Benarkah Petrus sampai menjelang hari kenaikan Yesus, ia masih saja tidak
mengerti dengan apa yang selama ini Yesus sampaikan kepadanya?
Pada perjalanan
Yesus menuju Yerusalem, saat Yesus dielu-elukan. Injil mengatakan bahwa para
murid tidak mengerti atas apa yang dimaksudkan oleh Yesus, namun ketika Yesus
telah disalibkan nantinya maka para murid mengerti akan apa yang disampaikan
Yesus. Pertanyaannya sekarang adalah, benarkah Petrus masih tidak mengerti
dengan apa yang dimaksudkan Yesus? Padahal situasi kala itu sudah melewati
penyaliban (Lih. Yoh. 12:16). Lalu kapankah Petrus akan mengerti pada apa yang
disampaikan Yesus?
Pada perjumpaan
yang diceritakan dalam Mat 28: 8-15, para murid yang ketakutan dan khawatir
berjumpa dengan Yesus, dan menyuruh mereka untuk kembali ke Galilea. Pesan yang
mengajak agar para murid mengulang kembali moment-moment itu untuk merefresh
dan memahami apa yang selama ini diajarkan Yesus kepada mereka dari awal tempat
pertama kali Yesus bertemu dengan muridnya di Galilea. Lalu jika demikian,
benarkah Petrus masih juga tidak mengerti dan memahami atas apa yang sedang
disampaikan oleh Yesus kepadanya mengenai kasih? Jangan-jangan kita adalah
orang-orang yang menghakimi Petrus kembali karena kesalahanya yang sebelumnya,
sementara Yesus sendiri telah memulihkan dan mengasihi Petrus?
Marilah
kita tidak menjadi penghakim yang baru atas Petrus. Karena Petrus yang kita
hakimi justru menjadi pribadi yang telah memberikan pertaubatan kepada banyak
orang. Justru percakapan ini menjadi pesan, bahwa keempat bentuk kasih yang ada
tertulis dalam alkitab ataupun 2 bentuk kasih yang disampaikan oleh Yesus
bukanlah sesuatu yang sifatnya memiliki ranking. Justru, setiap kasih itu
sebenarnya dimiliki dalam pribadi Yesus pula.
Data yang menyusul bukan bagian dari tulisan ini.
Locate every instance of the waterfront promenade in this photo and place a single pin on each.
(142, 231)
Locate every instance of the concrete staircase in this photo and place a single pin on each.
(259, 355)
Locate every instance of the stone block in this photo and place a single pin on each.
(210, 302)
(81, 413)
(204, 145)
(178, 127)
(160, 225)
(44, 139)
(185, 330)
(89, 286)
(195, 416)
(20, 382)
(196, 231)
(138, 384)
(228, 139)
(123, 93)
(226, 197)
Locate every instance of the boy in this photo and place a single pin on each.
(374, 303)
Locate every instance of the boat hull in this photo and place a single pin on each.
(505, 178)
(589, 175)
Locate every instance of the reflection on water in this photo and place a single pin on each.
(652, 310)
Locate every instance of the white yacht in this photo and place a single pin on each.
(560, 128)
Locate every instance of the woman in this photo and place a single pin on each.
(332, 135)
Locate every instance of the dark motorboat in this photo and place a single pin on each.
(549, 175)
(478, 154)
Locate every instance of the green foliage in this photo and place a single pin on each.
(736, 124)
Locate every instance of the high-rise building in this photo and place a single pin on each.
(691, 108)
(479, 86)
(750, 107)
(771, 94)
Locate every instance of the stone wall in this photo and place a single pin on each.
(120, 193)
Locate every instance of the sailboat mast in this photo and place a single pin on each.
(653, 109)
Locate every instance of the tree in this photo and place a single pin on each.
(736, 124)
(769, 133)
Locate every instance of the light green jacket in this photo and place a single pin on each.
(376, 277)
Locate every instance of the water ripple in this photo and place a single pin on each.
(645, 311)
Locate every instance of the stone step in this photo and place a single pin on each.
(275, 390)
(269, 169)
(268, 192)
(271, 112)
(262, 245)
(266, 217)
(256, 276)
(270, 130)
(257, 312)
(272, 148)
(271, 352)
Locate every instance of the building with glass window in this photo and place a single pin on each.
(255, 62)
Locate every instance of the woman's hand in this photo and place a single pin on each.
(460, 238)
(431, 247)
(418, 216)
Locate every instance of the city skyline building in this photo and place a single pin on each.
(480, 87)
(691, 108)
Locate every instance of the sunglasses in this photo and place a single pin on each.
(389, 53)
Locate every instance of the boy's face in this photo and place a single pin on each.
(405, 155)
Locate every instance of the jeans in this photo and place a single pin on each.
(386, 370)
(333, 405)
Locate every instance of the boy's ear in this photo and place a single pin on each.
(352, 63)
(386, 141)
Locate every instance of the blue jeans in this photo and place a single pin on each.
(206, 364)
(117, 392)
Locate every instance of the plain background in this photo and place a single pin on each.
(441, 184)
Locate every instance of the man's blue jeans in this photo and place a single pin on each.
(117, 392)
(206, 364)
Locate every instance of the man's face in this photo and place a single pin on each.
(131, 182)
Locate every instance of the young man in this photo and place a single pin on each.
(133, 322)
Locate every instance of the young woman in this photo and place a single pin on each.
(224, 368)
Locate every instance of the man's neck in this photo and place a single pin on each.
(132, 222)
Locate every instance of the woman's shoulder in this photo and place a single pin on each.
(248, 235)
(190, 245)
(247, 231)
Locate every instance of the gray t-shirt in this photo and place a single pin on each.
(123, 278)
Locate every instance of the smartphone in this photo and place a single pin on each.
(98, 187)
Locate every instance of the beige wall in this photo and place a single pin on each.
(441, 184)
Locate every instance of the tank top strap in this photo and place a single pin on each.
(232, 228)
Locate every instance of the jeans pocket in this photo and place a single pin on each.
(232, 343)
Sama seperti yang diungkapan oleh
Origenes salah satu Bapa Gereja yang sangat terkenal yang mengatakan bahwa
“Kristus adalah paduan agape dan eros”. Bahkan tidak menutup kemungkin dengan
bentuk kasih lainnya.
Marilah
kita untuk berfikir sedikit berbeda, bayangkan bahwa Petrus dan Yesus adalah
seorang sepasang kekasih yang belum berapa lam rujuk kembali. Dapat kita
bayangkan bagaimana Petrus berusaha meyakinkan Yesus atas kesalahannya
sebelumnya tidak akan ia perbuat kembali? Bukankah hal ini sering terjadi,
ketika dalam sinetron-sinteron ada seorang laki-laki yang berbuat salah dan
bersujud untuk meminta maaf kepada perempuan tersebut. Lalu perempuan tersebut
pura-pura ngambek dan berharap agar si laki-laki terus bermohon dan meminta
maaf kepadanya dan berjanji untuk melakukan yang terbaik? Sungguh indah bukan,
makanya sinetron-sinetron indonesia bisa tayang dalam ratusan episode. Karena
memang adegan-adegan seperti ini menjadi sesuatu yang sangat indah untuk kita
lihat. Memaafkan dan saling mengungkapkan kasih kepada pasangannya?
Pertanyaannya
sekarang, kapan kita terakhir kali mengungkapkan kasih kita kepada orang yang
kita cinta? Jangan-jangan kita terlalu sibuk mengurusi tentang bagaimana
perceraian keluarga orang lain sampai kita lupa mengungkapkan kasih kita
kepada pasangan yang kita kasihi, terlebih menjaga hubungan baik kita di dalam
keluarga. Dan kapan terakhir kali kita mengungkapkan kasih kita kepada Tuhan,
jangan-jangan selama ini kita hanya sibuk meminta dan mengeluh tentang
permasalahan-permasalahan kita terhadap Tuhan?